Someone’s got to have an accident for us to obtain the sort of data we’re interested in here—even in the high days of test-pilot derring-do, no-one was volunteering to be decompressed to vacuum.

We’ve seen from the animals studies that chimpanzees seem to survive vacuum exposure better than dogs. So are humans more like chimps or dogs? We’ve got some survival data that help answer that question.


In 1966, Jim LeBlanc was the victim of a depressurization accident in a vacuum chamber while carrying out spacesuit tests. A hose disconnection caused his suit to rapidly (but not explosively) depressurize. He lost conscious after about 15 seconds. The last thing he remembers is the saliva on his tongue starting to boil. The chamber was completely repressurized within a minute, he recovered consciousness during the repressurization, and was able to stand up almost immediately. Apart from sore ears, he suffered no ill-effects. There is video of the incident:

In 1971, the Soyuz 11 capsule returned to Earth with all three crewmen dead inside: Georgi Dobrovolski, Vladislav Volkov and Viktor Patsayev. A damaged air vent had opened shortly after the separation of the orbital and descent modules. The crew had been exposed to vacuum for 11 minutes, and could not be resuscitated.

From a 2013 article in Space Safety Magazine, we know that the dead men appeared normal apart from facial bruising and evidence of bleeding from the nose and ears. Dobrovolski and Patsayev had apparently tried to unstrap in order to deal with the emergency. Telemetry recorded the subsequent course of events:

At the instant of separation of the orbital and instrument modules, the cosmonauts’ pulse rates varied broadly: from 78-85 in Dobrovolski’s case to 92-106 for Patsayev and 120 for Volkov. A few seconds later, when they first became aware of the leak, their pulse rates shot up dramatically—Dobrovolski’s to 114, Volkov’s to 180—and thereafter the end had been swift. Fifty seconds after the separation of the two modules, Patsayev’s pulse had dropped to 42, indicative of someone suffering oxygen starvation, and by 110 seconds all three men’s hearts had stopped.
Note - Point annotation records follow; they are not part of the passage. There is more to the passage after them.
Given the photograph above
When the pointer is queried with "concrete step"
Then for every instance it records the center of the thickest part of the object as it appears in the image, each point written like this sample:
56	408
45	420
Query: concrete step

In 1982, Kolesari & Kindwall reported a case in which a technician was accidentally decompressed over several minutes to a pressure less than 30 mmHg, and held there for a minute before recompressing. Total time at pressures less than the Armstrong Limit was estimated at between one and three minutes. His heart did not stop, but on removal from the chamber he was bleeding from his lungs, unconscious and showing a type of abnormal posturing associated with brain injury. He remained unconscious for five and a half hours, at which point he was treated in a hyperbaric chamber. He woke up within twenty-four hours and eventually made a complete recovery without neurological problems. In the first two days he showed a spike in a biochemical marker called creatine phosphokinase, which is an indicator of tissue damage—presumably due to a combination of the initial hypoxia and bubble emboli.

From these very sparse data it appears that humans may perform closer to dogs than to chimpanzees, with cardiac arrest intervening somewhere around or just after the two-minute mark. The technician in the 1982 accident made a full neurological recover, but probably only with the aid of a hyperbaric chamber to improve his tissue oxygenation in the aftermath of the accident.


The NASA CR-1223 report lists a number of episodes of explosive or rapid decompression (one fatal). In particular, there are notes on three men who were decompressed by about 250 mmHg (from the equivalent of 8,000 ft to 22,000 ft) over two seconds—a relatively mild change by the standards we’re discussing here, which would probably have been relatively uneventful without the attempt at breath-holding.

The first subject was a 42-year-old pilot who inadvertently held his breath at the instant of decompression. He immediately experienced an upper abdominal pain of moderate severity and then lost consciousness. His respirations were noted to be irregular and in the nature of short gasps. Consciousness was regained on reaching ground level about one-half minute after the decompression.

This looks like a fainting episode induced by trying to hold pressure in the lungs that was higher than the pressures in his heart.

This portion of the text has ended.